What is Coming Next for Search

Perhaps the most surprising development being discussed in the search engine world is the possibility that Facebook might become a search engine. In the middle of the summer, Eli Goodman pointed out that there were about 600 million searches per month performed on Facebook, and although the total was still far less than the billions of searches done on Google, it still suggested that Facebook might be competitive as a search engine. Most of the Facebook searches are for people, but the number of product searches is steadily increasing. A recent (July 25, 2010) post on the Search Engine Watch blog suggests that searches on Facebook now link directly to third-party websites. People are increasingly sharing interesting content on social network sites, and with over 400 million members, Facebook is in an ideal position to leverage their opinions to evaluate sites. The addition of the "Like" button to Facebook offers a powerful tool for making the Web more connected. It is not clear how this might be helpful to chemists, even those who are on Facebook.

According to Mashable, Google has given notice that it may challenge social sites, like Facebook, by acquiring Ångströ and hiring its founder. Ångströ is a service designed to search a person's professional network. This suggests that Google is trying once again to create a legitimate competitor to Facebook; however, a different article in Mashable (a great place to troll for rumors) reports that Google plans to soon launch Google Me, which will be an integration of social information in the existing results page rather than a full-scale challenge to Facebook.

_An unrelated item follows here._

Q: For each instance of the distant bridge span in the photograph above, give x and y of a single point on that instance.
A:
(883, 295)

Even Google has finite resources, and so one might ask if moving in this direction will impact the old-fashioned search that is the basic need for chemists. These developments will surely bear watching although they may not directly impact chemists.

This has been an unusually active year in the area of web search, and in most cases it is still too early to predict what the ultimate effect will be on chemists searching the Web. The only prediction that is totally safe is that the coming years seem to be primed for major changes in the world of search engines. There should be plenty of material for me to discuss.

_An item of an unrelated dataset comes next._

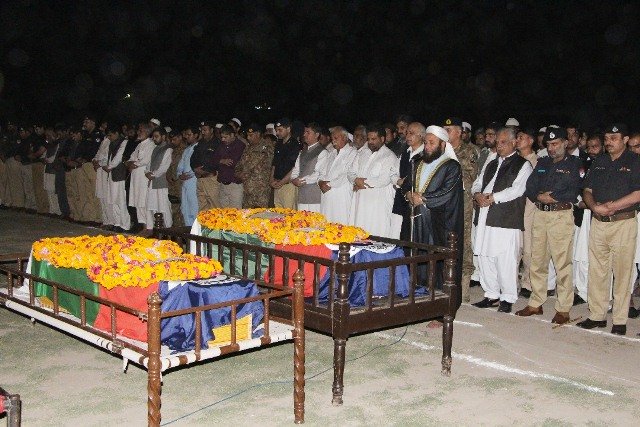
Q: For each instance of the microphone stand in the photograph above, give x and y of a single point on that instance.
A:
(411, 206)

Just as I was doing the final editing of this article, I checked on Delicious and found a headline from BBC that read, "Microsoft launch (sic) Internet Explorer 9 web Browser." Microsoft has released a beta version of Internet Explorer (IE9). In 2003, the Microsoft Internet Explorer browser had 97% of the market, but since then Microsoft's market share has dropped to 60%. This change has been caused by a combination of the perception that Mozilla's Firefox and Google's Chrome were technically more advanced and the decision by the European Commission to force Microsoft to offer other browsers rather than just giving IE as a default. According to the BBC, Microsoft's new browser uses technology that allows it to go directly to the computer's graphics chip rather than to the processor. This should make web pages perform faster and more like applications. The new browser will also support the new web standards, such as HTML5. The down side is that the new browser will not run on Windows XP, and apparently Microsoft has no intention of producing a version of IE9 that will. As I said previously, there will surely be plenty to write about in next year's Newsletter.

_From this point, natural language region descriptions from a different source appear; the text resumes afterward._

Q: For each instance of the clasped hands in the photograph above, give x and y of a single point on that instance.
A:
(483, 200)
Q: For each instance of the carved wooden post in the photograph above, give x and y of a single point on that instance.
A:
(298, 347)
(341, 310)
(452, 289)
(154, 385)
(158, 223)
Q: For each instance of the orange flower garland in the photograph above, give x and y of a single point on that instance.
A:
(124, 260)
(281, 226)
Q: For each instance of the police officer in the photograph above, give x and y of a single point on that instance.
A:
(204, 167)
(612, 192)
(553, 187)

Yahoo is not dead! Having sold the cow, it is now trying to sell improved milk that it buys from another dairy. I recently found an article describing the new initiatives that Yahoo is taking to provide "more 'visually compelling' search results intended to make it easier to find news and entertainment topics (remember that the actual search process is now controlled by Microsoft). None of this seems likely to impact chemists (except for those fixated on Britney Spears - you know who you are) so, as noted above, this column will no longer pay much attention to Yahoo. ***end***

11/15/10 to 11/17/10